No importa tanto si el régimen es una democracia o una dictadura, un régimen parlamentario o uno presidencial. Lo importante, dice Huntington, es el grado en que ese régimen gobierna efectivamente, consigue sus objetivos, aplica sus políticas, mantiene el orden, suscita la adhesión o al menos la obediencia de sus ciudadanos.

A mayor grado de gobierno, mayor gobernabilidad. A menor grado de gobierno menor gobernabilidad. Cero grado de gobierno es la anarquía pura. Cien grados de gobierno es la dictadura total. La realidad no produce nunca estos extremos.

Lo que se encogió en México con la transición a la democracia fue el grado de gobierno. El poder se descentralizó, se fragmentó, se hizo menos hegemónico, más democrático, más compartido y también más ineficaz.

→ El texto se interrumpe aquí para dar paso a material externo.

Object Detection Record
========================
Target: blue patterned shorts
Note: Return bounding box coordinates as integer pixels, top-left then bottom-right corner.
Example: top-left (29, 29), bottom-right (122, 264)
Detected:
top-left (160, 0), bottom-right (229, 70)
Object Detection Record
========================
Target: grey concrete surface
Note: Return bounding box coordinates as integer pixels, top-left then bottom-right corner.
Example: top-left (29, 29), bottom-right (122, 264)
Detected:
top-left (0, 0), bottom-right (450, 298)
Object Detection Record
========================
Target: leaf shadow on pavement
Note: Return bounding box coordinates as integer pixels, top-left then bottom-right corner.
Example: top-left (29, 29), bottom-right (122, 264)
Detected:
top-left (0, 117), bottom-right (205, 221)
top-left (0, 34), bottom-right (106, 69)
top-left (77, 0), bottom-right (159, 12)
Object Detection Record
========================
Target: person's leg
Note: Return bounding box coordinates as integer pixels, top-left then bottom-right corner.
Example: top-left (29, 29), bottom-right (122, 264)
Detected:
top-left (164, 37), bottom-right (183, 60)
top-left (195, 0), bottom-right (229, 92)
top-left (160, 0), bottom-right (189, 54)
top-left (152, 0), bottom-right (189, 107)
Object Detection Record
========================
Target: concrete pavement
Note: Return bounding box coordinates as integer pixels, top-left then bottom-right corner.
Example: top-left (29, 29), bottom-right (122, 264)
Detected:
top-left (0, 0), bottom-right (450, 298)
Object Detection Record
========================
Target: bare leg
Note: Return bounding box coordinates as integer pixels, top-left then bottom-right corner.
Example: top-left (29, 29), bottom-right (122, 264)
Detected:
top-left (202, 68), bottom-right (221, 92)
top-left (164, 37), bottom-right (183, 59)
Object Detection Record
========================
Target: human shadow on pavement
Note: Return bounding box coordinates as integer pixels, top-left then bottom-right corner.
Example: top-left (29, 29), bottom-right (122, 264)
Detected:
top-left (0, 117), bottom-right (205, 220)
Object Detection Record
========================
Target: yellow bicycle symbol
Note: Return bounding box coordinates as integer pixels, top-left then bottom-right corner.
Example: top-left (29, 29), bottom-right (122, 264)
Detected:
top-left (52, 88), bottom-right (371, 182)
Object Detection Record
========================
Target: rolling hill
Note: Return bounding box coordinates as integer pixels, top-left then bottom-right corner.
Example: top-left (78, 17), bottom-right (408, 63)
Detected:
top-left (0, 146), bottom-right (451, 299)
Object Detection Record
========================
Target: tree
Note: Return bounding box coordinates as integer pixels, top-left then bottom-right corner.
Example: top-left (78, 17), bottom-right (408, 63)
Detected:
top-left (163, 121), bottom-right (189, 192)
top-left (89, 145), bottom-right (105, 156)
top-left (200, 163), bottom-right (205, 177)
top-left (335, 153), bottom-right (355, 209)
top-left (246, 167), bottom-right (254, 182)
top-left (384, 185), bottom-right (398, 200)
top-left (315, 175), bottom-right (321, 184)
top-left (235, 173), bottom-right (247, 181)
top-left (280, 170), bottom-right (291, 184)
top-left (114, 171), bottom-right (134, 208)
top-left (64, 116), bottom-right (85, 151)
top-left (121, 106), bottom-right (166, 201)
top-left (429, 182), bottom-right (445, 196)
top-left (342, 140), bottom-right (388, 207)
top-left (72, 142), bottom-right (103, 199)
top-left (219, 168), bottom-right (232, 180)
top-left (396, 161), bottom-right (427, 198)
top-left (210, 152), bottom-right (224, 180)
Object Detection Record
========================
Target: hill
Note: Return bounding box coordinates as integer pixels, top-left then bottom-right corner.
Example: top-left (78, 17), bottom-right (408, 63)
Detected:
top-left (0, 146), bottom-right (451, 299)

Los espacios de la vida pública que han sufrido más, en la realidad y en la percepción, son familiares para todos los mexicanos.

Ha sufrido la calidad de los gobiernos, cada vez más ineficaces y menos controlables, paradoja propiamente mexicana donde la democracia no viene acompañada de la competencia entre poderes, sino de la complicidad y los pactos entre ellos.

Ha sufrido el orden de la inseguridad y de la violencia, que eran ostensiblemente menores en el viejo régimen.

Ha sufrido un alza inverosímil la vieja enfermedad mexicana de la corrupción, extendiéndose como una telaraña por todos los espacios democratizados del poder.

Ha crecido proporcionalmente la cultura de la ilegalidad y de la trampa, al punto de la conducta de los actores públicos centrales.

Ha crecido, junto con todo esto, la falta de claridad sobre el lugar a donde México se dirige o debe dirigirse. Tenemos una crisis de futuro o al menos una disputa sorda, poco transparente, sobre él.

Ha crecido, por último, la desconfianza mayoritaria  en que alguien brotado de nuestra democracia, pueda corregir el rumbo, mejor dicho: aclararlo, trazarlo y hacerlo realidad.